Learn more about our Member Spotlight of the month, Dr. Marina Vivero from her conversation with Dr. Vickie Jo.
2014 Member Spotlight Interview
Dr. Marina Vivero is a cytopathology fellow at Brigham and Women’s Hospital, where she also trained in Anatomic Pathology and Pulmonary Pathology. While she is extremely busy honing her eagle eye at the microscope and working on numerous research projects, Dr. Vivero also manages to find time to be an avid gardener (even with the Boston climate!), chef, reader, and world traveler (she speaks four languages). Marina is well on her way to a successful academic career, and the ASC is lucky to welcome her as a new member this summer!
1. How did you first find out about cytology?
I had a little exposure to cytopathology during my medical school rotations, but actually (shockingly!) did not fully appreciate all the aspects of the field until my rotations during residency.
2. What drew you to this subspecialty?
My first exposure to cytology during residency was not until several months into my first year. Before then, I diligently annoyed everyone else by finding isolated tumor cells in lymph nodes. I loved getting to know each cell type and having a conversation in my head about the cytomorphology in each case I came across. Once I started my cytopathology rotation, I knew I had been unintentionally “doing cytology” the whole time and that I had found the right thing for me.
3. Tell us about an interesting case or situation that you’ve encountered in your experience during your fellowship..
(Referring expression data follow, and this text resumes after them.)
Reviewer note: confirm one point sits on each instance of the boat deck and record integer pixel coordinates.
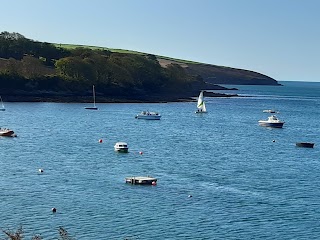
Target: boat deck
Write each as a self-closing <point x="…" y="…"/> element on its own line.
<point x="141" y="180"/>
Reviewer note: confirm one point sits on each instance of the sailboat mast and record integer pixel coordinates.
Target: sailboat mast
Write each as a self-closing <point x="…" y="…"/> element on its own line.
<point x="94" y="96"/>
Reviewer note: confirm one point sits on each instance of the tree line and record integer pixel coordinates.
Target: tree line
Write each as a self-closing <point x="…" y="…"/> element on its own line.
<point x="31" y="66"/>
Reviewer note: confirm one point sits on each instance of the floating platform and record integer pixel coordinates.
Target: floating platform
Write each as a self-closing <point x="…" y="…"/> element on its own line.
<point x="305" y="144"/>
<point x="141" y="180"/>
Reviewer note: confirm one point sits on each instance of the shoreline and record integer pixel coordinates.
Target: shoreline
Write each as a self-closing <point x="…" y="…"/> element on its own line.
<point x="101" y="99"/>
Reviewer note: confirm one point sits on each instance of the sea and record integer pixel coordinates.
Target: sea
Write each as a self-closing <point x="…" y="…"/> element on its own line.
<point x="220" y="175"/>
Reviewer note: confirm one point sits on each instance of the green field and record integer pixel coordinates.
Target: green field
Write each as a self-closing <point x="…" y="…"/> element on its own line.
<point x="115" y="50"/>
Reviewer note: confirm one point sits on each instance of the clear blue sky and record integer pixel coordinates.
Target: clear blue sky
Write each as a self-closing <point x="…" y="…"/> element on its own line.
<point x="279" y="38"/>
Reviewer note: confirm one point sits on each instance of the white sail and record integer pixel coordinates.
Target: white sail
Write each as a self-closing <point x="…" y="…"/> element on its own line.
<point x="2" y="105"/>
<point x="201" y="104"/>
<point x="204" y="107"/>
<point x="94" y="100"/>
<point x="94" y="96"/>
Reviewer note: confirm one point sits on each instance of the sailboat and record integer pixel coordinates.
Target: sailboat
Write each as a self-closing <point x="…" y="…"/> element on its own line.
<point x="94" y="100"/>
<point x="2" y="105"/>
<point x="201" y="104"/>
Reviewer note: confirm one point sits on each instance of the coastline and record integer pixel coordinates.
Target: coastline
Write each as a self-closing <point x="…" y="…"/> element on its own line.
<point x="103" y="99"/>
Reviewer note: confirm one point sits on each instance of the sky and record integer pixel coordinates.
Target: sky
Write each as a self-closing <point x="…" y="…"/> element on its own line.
<point x="278" y="38"/>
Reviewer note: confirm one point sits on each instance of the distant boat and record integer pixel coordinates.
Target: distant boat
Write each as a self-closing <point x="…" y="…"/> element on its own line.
<point x="148" y="115"/>
<point x="2" y="105"/>
<point x="94" y="100"/>
<point x="201" y="104"/>
<point x="305" y="144"/>
<point x="141" y="180"/>
<point x="272" y="121"/>
<point x="4" y="132"/>
<point x="121" y="147"/>
<point x="270" y="111"/>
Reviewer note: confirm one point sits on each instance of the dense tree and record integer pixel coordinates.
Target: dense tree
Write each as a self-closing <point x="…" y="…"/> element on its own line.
<point x="36" y="66"/>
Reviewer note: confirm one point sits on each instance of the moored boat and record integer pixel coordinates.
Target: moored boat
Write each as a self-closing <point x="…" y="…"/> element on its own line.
<point x="201" y="105"/>
<point x="272" y="121"/>
<point x="141" y="180"/>
<point x="4" y="132"/>
<point x="305" y="144"/>
<point x="270" y="111"/>
<point x="121" y="147"/>
<point x="148" y="115"/>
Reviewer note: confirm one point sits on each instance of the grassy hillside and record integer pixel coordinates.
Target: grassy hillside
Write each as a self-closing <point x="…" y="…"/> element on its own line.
<point x="213" y="74"/>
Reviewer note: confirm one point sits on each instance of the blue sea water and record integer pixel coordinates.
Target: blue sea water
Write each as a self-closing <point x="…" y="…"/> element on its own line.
<point x="246" y="181"/>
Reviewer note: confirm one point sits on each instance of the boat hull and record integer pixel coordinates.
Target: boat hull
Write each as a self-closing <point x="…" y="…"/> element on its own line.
<point x="148" y="117"/>
<point x="8" y="133"/>
<point x="141" y="180"/>
<point x="271" y="125"/>
<point x="121" y="150"/>
<point x="305" y="144"/>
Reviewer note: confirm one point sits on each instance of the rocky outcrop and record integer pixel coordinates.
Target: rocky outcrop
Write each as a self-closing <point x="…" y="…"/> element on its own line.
<point x="222" y="75"/>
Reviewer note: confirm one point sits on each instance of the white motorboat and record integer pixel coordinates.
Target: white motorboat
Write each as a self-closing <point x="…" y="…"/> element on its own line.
<point x="201" y="104"/>
<point x="270" y="111"/>
<point x="272" y="121"/>
<point x="148" y="115"/>
<point x="121" y="147"/>
<point x="4" y="132"/>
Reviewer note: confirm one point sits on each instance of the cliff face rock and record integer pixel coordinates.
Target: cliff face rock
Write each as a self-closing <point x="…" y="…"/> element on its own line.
<point x="223" y="75"/>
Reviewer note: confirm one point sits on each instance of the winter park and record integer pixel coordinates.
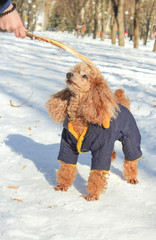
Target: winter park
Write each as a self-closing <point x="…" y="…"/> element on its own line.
<point x="30" y="207"/>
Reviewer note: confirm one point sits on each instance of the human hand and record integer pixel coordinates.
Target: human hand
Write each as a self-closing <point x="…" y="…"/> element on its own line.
<point x="12" y="23"/>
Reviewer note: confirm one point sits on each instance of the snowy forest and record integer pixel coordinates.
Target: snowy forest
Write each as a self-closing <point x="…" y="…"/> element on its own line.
<point x="112" y="18"/>
<point x="118" y="36"/>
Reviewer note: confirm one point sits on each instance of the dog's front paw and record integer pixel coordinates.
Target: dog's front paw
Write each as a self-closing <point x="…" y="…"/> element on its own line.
<point x="92" y="197"/>
<point x="61" y="187"/>
<point x="133" y="181"/>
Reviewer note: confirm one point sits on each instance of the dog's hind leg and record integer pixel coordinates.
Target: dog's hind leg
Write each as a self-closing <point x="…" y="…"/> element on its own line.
<point x="97" y="183"/>
<point x="130" y="171"/>
<point x="65" y="176"/>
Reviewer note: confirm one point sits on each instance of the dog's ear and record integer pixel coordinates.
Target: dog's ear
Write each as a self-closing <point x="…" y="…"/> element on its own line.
<point x="100" y="104"/>
<point x="57" y="105"/>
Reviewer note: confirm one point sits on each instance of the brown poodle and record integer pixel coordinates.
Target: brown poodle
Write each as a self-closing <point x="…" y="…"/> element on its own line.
<point x="94" y="118"/>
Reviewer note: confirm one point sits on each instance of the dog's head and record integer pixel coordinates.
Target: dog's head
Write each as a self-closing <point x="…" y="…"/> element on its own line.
<point x="79" y="78"/>
<point x="98" y="103"/>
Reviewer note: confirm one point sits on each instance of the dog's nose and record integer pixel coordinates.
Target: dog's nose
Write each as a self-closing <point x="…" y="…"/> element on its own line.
<point x="69" y="75"/>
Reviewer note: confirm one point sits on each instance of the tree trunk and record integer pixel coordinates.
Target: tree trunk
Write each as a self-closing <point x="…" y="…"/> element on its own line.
<point x="103" y="20"/>
<point x="121" y="22"/>
<point x="95" y="19"/>
<point x="154" y="48"/>
<point x="46" y="7"/>
<point x="114" y="29"/>
<point x="136" y="23"/>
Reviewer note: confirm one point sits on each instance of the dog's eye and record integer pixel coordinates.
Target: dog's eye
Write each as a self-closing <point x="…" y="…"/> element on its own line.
<point x="85" y="76"/>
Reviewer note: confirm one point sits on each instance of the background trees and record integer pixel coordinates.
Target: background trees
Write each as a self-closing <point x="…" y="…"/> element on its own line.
<point x="116" y="19"/>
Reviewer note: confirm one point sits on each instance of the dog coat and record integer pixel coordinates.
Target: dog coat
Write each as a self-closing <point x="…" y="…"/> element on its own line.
<point x="100" y="141"/>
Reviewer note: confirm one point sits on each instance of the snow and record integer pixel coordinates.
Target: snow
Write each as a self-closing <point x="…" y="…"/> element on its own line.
<point x="29" y="144"/>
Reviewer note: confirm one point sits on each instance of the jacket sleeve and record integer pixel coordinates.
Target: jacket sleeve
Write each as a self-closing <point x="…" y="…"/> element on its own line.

I always find unexpected surprises interesting…I recently came across a hepatocellular lesion in a bile duct brushing that I had initially misinterpreted as adenocarcinoma. The experience definitely taught me to avoid being swayed by my preconceptions and to always keep a good differential diagnosis in mind.
4. What do you like best about being a cytopathology fellow?
My favorite things about being a cytopathology fellow are seeing patients and talking to them about how we go about making diagnoses, and the decision-making processes we have to make in order to make sure our patients get the best treatment. We really get to think about the impact that our work makes on the next steps taken in immediate patient management, and that can be very exciting.
5. What is the most rewarding thing that has happened to you in cytology?
Rapid on-site evaluations during FNA procedures have provided me with some of the most upsetting and but also the most rewarding moments during training. On the occasions that we can give a patient a benign diagnosis on the spot, it is very rewarding.
6. How does the practice of cytopathology supplement your skill set as a surgical pathologist with pulmonary training?
In general, I think cytopathology training is going to improve my overall diagnostic skills and provide me with more opportunities to make a diagnosis (e.g. in the frozen section room). Additionally, I think cytopathology will continue to play a very important role with respect to specimen triage for molecular testing and therefore, to targeted therapy of patients with advanced non-small cell lung carcinoma.
7. What are you looking forward to as a member of the ASC?
I am looking forward to continue expanding my educational opportunities and hopefully to meet other like-minded folks!